Sauver la forêt jurassienne

Plan de relance/ Le préfet du Jura a rencontré les représentants des propriétaires forestiers privés du département pour évoquer les problèmes qu’ils rencontrent. Réchauffement climatique, crise des scolytes, parcelles mal desservies… Plusieurs solutions pour y faire face, comme la plantation de nouvelles essences et la mutualisation des parcelles ont été évoquées. Un groupe de travail réunissant les acteurs publics et privés de la forêt sera mis en place pour lui faire des propositions.

Sauver la forêt jurassienne
Malgré la neige, des arbres victimes des scolytes sont rapidement repérés

La forêt jurassienne est splendide sous la neige.
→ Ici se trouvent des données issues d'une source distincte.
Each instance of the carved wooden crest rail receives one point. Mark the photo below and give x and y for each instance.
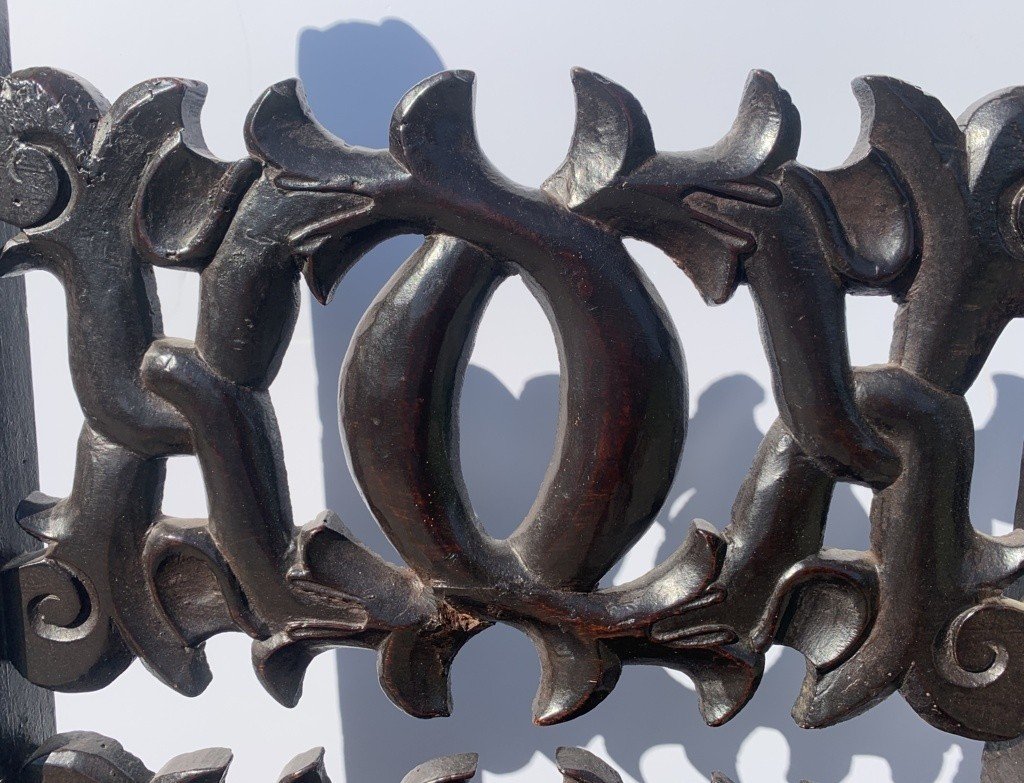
(927, 210)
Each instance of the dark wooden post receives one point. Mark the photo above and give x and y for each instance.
(26, 711)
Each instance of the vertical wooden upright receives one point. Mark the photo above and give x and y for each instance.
(26, 711)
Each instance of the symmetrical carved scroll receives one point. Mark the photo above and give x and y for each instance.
(926, 210)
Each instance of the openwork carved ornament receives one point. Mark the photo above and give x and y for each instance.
(927, 210)
(88, 757)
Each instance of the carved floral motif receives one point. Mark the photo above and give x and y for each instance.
(926, 210)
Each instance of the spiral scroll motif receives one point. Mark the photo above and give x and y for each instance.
(926, 211)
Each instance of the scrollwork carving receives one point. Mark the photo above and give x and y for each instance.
(926, 210)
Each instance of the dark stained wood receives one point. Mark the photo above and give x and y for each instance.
(26, 710)
(927, 210)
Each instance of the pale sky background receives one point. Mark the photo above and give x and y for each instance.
(687, 63)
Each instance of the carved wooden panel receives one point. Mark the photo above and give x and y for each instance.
(927, 210)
Mais cette beauté cache une forêt qui souffre, mise en péril par le réchauffement climatique. Certaines essences d’arbres supportent mal les sécheresses répétées et la hausse des températures qui favorise le développement des scolytes, un coléoptère ravageur. Les épicéas jurassiens sont particulièrement touchés par ce double fléau.

Après avoir rencontré les représentants des communes forestières en octobre, David Philot, le préfet du Jura, s’est rendu à Mignovillard le 9 décembre pour faire le point sur la situation et évoquer le plan de relance et les solutions envisageables avec les représentants de la forêt privée : la chambre d’agriculture, le centre régional de la propriété forestière (CRPF) et le syndicat des forestiers privés de Franche-Comté (Fransylvia). Fait unique en France, les deux premiers organismes ont choisi de se rassembler et de coordonner leurs forces en créant l’Adefor 39 (association jurassienne pour le développement de la forêt). Les propriétaires forestiers ont ainsi un seul interlocuteur pour répondre à leurs attentes.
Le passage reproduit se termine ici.